If homeschooling's not your thing ~ take this story & apply it to whatever *good thing* you've been wanting to try & just haven't worked up your nerve yet.
* * * * * * * * * * * * *
Starting to homeschool can be scary.
It's like this huge leap into uncharted waters... not knowing if you'll sink or swim... wondering if you're doing your kids the biggest favour ~ or the biggest disservice. This niggling conviction that won't let go... & yet this unease that makes us aware that this idea makes us *uncomfortable*.
The summer when Cairo was 7 years old, we made a trip out to Kelowna to visit Neil's mom & dad.

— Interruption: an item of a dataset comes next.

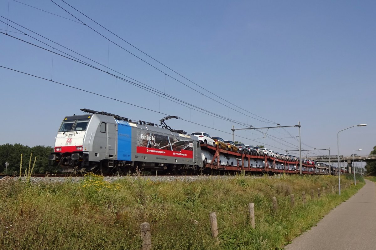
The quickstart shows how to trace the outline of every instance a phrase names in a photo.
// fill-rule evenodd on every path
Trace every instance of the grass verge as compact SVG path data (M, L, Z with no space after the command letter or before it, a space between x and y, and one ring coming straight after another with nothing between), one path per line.
M79 184L0 181L0 249L139 249L144 222L151 226L153 249L279 249L364 184L362 179L355 186L351 176L341 178L341 196L332 193L338 178L324 176L169 182L129 177L109 183L89 175ZM320 199L319 188L326 191ZM272 212L273 197L277 213ZM255 229L249 223L249 202L255 204ZM218 241L211 235L213 211Z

While we were there, we went to Peachland where there is this HUGE diving board. Trust me, it's even scarier in real life than on the movie. It was a beautiful, hot day. Neil & i dove in... & after watching some other kids jump in, Cairo excitedly asked if she could jump too.
So, up, up, up she climbed. Skinny legs shaking... tip toeing to the edge... and...
Neil did some crazy head over heels leap & coaxed her from the water...
i stood at the top & told her she could do it...
But she couldn't.
She turned around and asked to climb down.
So, down we went.
This scenario repeated itself a couple of times before we were ready to leave the beach. In a final heroic effort, she climbed the ladder ~ *sure* this time that she would have the courage to leap. Everyone on the beach started cheering for her. Neil was in the water... Her siblings were screaming, "JUMP!!!!"
But after standing on the edge, staring down for several minutes, she turned to me... teary... & asked to climb down.
Oh, man, i felt for her. We climbed down, got in the vehicle & drove home. She poked my shoulder & when i turned around, she whispered (at age 7...) "Mom, now i know what 'regret' feels like..."
One Year Later.
We were passing through Peachland. It was cloudy & not as warm as it had been that day the year before ~ but my little girl had only one thing on her mind. She was gonna make that jump. She convinced Neil to stop & we all got out of the vehicle. She climbed confidently to the top ~ stood for one breathless moment...
That jump is tattooed in my memory.
It reminds me of how fearful i felt when i took the leap & decided to teach my little ones at home. It reminds me that i can go back & forth a hundred times ~ but i'll never really *really* know what homeschooling is about unless i take that final step that takes me right over the edge & into some pretty deep water. It reminds me how conditions aren't always perfect ~ there are diapers to change, laundry to fold, suppers to make... & in the midst of it all ~ trying to allow learning to happen... & yeah... it's hard sometimes, but oh-so-worth-it.
So, if that's you... Standing up at the top of that diving board... shivering & wondering... Hop in... the water's fine.